Hay quien sostiene que en el mundo no pasa nada importante. Que estamos en el mismo punto que cuando cayó el sistema hegemonizado por la Unión Soviética y cuando el neoliberalismo se convirtió en la verdad definitiva del planeta; que solamente asistimos a dificultades circunstanciales del capitalismo, vinculadas con esquemas “técnicos” particulares, fácilmente corregibles. Y hay también quien considera que asistimos, por fin, a los estertores finales del sistema. La discusión, en la que lógicamente participan también interpretaciones más matizadas y críticas, no tiene solución en el campo teórico: nadie puede dictaminar definitivamente acerca del curso futuro de una situación como la que vivimos. La discusión es, en realidad, un conflicto político y no un debate teórico. Son apuestas antagónicas y están en la base misma de cualquier interpretación de la realidad por mucho que se pretenda ocultarlas. De esa apuesta política está cargada la interpretación dominante de la política, de los partidos y los regímenes. Cuando se dice que la alternancia es mejor que el dominio prolongado de un partido, que el acercamiento hacia el centro es mejor que la polarización ideológica, que los partidos deben ser pragmáticos y no involucrarse en perspectivas ideologizadas, que es una suerte para la estabilidad democrática que la militancia política no exista, que la ausencia de pasiones políticas es un activo de la democracia, entonces se está abogando de modo rotundo por una visión conservadora del mundo; una concepción legítima como cualquier otra pero que no merece revestirse, como de hecho lo hace, con la pompa de la “ciencia política”.

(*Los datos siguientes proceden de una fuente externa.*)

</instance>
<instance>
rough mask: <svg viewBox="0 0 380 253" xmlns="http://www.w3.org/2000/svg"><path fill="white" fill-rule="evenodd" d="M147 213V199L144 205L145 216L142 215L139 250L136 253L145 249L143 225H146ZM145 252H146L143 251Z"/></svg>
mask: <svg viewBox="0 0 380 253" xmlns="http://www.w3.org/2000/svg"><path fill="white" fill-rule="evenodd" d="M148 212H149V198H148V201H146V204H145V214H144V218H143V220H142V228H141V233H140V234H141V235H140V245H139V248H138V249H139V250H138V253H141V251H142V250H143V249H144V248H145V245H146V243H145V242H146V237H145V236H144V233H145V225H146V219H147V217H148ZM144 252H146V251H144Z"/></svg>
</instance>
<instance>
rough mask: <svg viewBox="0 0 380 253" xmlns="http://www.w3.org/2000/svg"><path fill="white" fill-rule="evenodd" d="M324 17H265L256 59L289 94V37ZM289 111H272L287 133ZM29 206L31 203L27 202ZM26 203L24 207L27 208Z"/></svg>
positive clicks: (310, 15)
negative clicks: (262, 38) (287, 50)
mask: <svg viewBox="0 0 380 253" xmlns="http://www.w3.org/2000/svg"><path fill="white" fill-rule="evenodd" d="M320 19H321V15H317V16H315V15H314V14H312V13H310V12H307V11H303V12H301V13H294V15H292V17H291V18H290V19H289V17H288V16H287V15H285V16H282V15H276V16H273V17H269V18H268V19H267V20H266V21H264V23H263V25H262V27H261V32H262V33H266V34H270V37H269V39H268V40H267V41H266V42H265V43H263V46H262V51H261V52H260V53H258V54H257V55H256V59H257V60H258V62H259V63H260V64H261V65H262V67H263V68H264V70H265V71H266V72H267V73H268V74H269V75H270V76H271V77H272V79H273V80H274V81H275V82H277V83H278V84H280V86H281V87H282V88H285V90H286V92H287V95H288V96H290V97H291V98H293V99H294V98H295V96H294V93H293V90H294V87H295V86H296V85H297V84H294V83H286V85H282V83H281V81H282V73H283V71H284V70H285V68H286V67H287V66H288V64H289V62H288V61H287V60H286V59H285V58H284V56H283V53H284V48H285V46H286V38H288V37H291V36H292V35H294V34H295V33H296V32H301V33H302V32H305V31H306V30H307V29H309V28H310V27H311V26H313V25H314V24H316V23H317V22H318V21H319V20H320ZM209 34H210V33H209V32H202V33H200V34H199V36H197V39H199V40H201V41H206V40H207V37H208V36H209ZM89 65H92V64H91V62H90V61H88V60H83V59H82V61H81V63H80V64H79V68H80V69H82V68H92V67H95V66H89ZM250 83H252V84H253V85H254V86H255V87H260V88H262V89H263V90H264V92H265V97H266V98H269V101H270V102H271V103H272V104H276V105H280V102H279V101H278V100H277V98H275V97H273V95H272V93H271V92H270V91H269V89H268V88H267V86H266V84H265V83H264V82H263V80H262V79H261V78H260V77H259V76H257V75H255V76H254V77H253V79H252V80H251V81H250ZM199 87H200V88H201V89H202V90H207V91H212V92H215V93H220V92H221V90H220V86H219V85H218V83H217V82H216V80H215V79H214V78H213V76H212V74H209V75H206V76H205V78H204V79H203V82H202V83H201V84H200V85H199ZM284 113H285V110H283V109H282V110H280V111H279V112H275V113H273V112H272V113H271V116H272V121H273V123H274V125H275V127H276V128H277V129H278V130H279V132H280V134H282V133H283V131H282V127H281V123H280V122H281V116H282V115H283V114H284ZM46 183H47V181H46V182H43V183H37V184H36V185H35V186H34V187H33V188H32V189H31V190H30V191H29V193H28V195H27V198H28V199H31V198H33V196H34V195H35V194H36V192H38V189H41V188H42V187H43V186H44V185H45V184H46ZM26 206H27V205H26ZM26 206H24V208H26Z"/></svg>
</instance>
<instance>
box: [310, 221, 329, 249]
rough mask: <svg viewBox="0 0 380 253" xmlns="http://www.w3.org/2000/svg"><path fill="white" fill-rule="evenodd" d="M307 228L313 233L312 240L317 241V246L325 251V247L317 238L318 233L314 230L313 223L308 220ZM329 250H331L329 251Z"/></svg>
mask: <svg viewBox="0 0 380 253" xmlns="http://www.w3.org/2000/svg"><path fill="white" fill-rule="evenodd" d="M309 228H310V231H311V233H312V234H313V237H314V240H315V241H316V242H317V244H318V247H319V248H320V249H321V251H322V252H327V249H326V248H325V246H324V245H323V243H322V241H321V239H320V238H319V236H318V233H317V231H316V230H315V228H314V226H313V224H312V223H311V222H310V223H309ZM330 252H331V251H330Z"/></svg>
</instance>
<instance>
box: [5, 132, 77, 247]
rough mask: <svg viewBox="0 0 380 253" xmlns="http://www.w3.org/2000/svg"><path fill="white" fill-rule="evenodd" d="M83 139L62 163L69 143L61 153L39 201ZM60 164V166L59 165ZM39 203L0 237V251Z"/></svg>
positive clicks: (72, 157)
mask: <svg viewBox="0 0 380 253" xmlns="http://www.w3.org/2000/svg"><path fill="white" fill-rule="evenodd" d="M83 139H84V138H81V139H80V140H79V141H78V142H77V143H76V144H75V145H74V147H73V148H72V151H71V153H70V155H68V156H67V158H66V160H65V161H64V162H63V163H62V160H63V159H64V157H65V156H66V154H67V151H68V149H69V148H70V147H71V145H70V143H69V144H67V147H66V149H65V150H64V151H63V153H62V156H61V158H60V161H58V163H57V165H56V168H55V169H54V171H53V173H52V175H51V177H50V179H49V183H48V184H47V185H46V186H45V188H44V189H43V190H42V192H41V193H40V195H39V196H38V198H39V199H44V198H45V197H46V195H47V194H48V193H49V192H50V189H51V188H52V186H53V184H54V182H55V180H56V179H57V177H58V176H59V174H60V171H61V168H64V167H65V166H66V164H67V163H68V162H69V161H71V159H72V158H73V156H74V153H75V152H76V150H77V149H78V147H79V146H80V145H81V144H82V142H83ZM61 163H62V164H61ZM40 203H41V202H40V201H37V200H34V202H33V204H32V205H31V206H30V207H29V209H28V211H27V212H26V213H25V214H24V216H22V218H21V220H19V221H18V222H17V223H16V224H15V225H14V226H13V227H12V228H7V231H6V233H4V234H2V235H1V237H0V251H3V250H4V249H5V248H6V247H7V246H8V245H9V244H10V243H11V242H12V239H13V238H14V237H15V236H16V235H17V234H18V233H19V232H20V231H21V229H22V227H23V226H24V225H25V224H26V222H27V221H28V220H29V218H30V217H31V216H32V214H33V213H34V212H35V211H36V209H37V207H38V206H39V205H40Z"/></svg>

Dice esa “ciencia”, con mucha difusión mediática últimamente, que los partidos se han debilitado durante esta década y que con el “fin del ciclo” comenzará su reverdecimiento. Los epígonos “científicos” embellecen su diagnóstico (su programa) con nobles alusiones a las instituciones, al pluralismo, a la concordia y la tolerancia. Necesitados de un fantasma para validar su apuesta acuden a la noción de “régimen”: creen ver en la política de estos años una tendencia a la instalación de un “régimen autoritario”. Curioso autoritarismo que soporta las más infames mentiras repetidas las veinticuatro horas de todos los días (la última importante no dudó en involucrar al Papa, la penúltima alude a un personaje que declaró en la Justicia a favor de Boudou y ahora insinúa que el Gobierno lo amenaza sin explicar por qué). Pero la invocación al autoritarismo es casi un reflejo condicionado en la legitimación del neoliberalismo. Fue, como vimos, el derrumbe de los viejos autoritarismos de diferente signo el telón de fondo sobre el que se desplegó la ofensiva política neoliberal. La “nueva democracia” surgida de los escombros autoritarios tenía (tiene) que ser de bajas calorías; puede llorar lágrimas de cocodrilo sobre la desigualdad social pero tiene que abstenerse de cuestionar el núcleo duro de la estructura que la sostiene y la reproduce. Al fin y al cabo, el mecanismo de la legitimación del orden vigente estuvo siempre vinculado (como magistralmente lo enseñó Albert Hirschman) con el recurso retórico de dar por sentado, al mismo tiempo, que la transformación es perjudicial, que es riesgosa y que es imposible. En los últimos años la agitación del fantasma autoritario –inseparable de cualquier intento de cambio– fue y sigue siendo su núcleo principal de la retórica reaccionaria. Mientras tanto en nuestro país y en varios otros de nuestra región, la política de partidos ha renacido porque han resurgido los conflictos silenciados durante el largo período del consenso neoliberal.

Hay otra apuesta posible en la Argentina. Es la de pensar la democracia como una sociedad que se gobierna a sí misma, en la que los partidos no son empresas o aventuras personales sino portadores de proyectos colectivos. A la política como el reconocimiento de un bien público irreductible al magma de las inclinaciones individuales. Como una práctica sin la cual no hay frontera alguna para la rapacidad, la explotación y la destrucción de la vida en común. Es una apuesta para la que el cinismo político es el obstáculo principal. Es la apuesta que ve en el autoritarismo de mercado el peligro actual más importante para la democracia.